1.1 Introduction to Bayesian statistics (2)

2022-02-03 3 분 소요

이번 포스트에서는 베이지안 통계에서의 전반적인 추론 방법에 대해 알아보겠습니다.

1. Bayesian inference

1) Bayesian inference

Bayesian에서 $\theta$를 해석하기 위해 $\theta$의 posterior distribution을 이용합니다. Posterior distribution을 구하기 위해서는 $\theta$의 prior distribution과 likelihood function이 필요합니다.

(1) Prior distribution

Prior distribution은 두 종류로 구분할 수 있습니다.

Subjective prior : $\theta$에 대한 정보를 담고 있는 prior이며, posterior distribution에 큰 영향을 끼칩니다. 과거 $\theta$에 대한 정보가 있는 경우 사용합니다.
Objective prior : $\theta$에 대한 정보가 적은 prior이고, posterior distribution에 영향을 크게 끼치지 않습니다. $\theta$에 대한 정보가 없을 때 사용합니다.

사전 정보가 존재하는 경우 subjective prior를, 사전 정보가 없는 경우 objective prior를 사용합니다.

example

$\theta$ : 공장에서 불량품이 나오는 비율

이전 공장 조사를 통해서, $\theta \approx 0.2$알고 있다고 가정해봅시다.

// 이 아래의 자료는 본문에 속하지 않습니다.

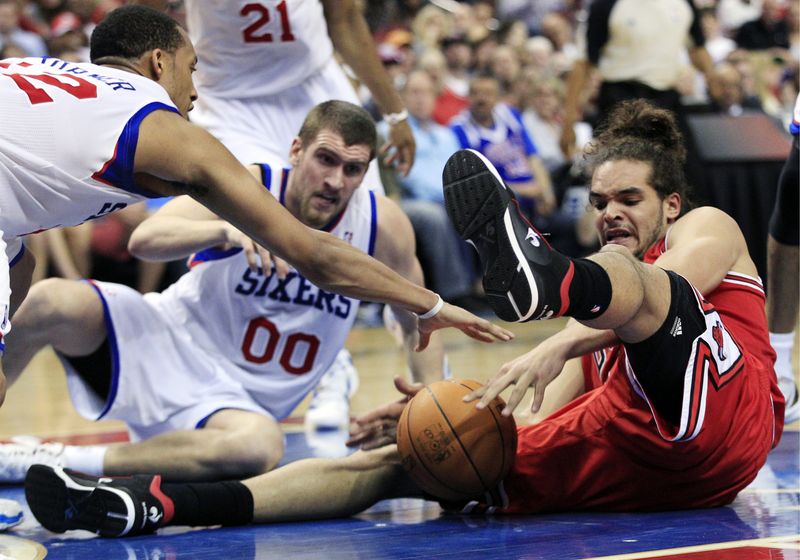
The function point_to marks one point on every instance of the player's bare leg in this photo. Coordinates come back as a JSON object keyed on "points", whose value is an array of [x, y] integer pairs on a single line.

이 경우, prior distribution을 설정할 때, 0.2 근방에서의 확률이 높도록 설정할 수 있습니다.

예를 들어, prior distribution을 $\theta \sim Beta(\alpha, \beta)$로 설정해봅시다.

이 때, $E(\theta)=\frac{\alpha}{\alpha+\beta}$임을 이용하여, $E(\theta)=0.2$가 되는 $\alpha, \beta$를 설정할 수 있습니다.

이 경우 사전 정보를 이용하여 prior distribution을 설정하였으므로, 이 prior는 subjective prior라고 말할 수 있습니다.

(2) Bayesian inference

관측된 data를 통하여 $\theta$를 추정하는 것이 목표입니다. Bayesian에서 이는 $\theta$의 posterior distribution

\[\pi(\theta|x)\]

를 구하는 것과 같습니다.

posterior distribution은 bayes theorem을 이용하여 prior와 likelihood에 관한 식으로 나타내어집니다.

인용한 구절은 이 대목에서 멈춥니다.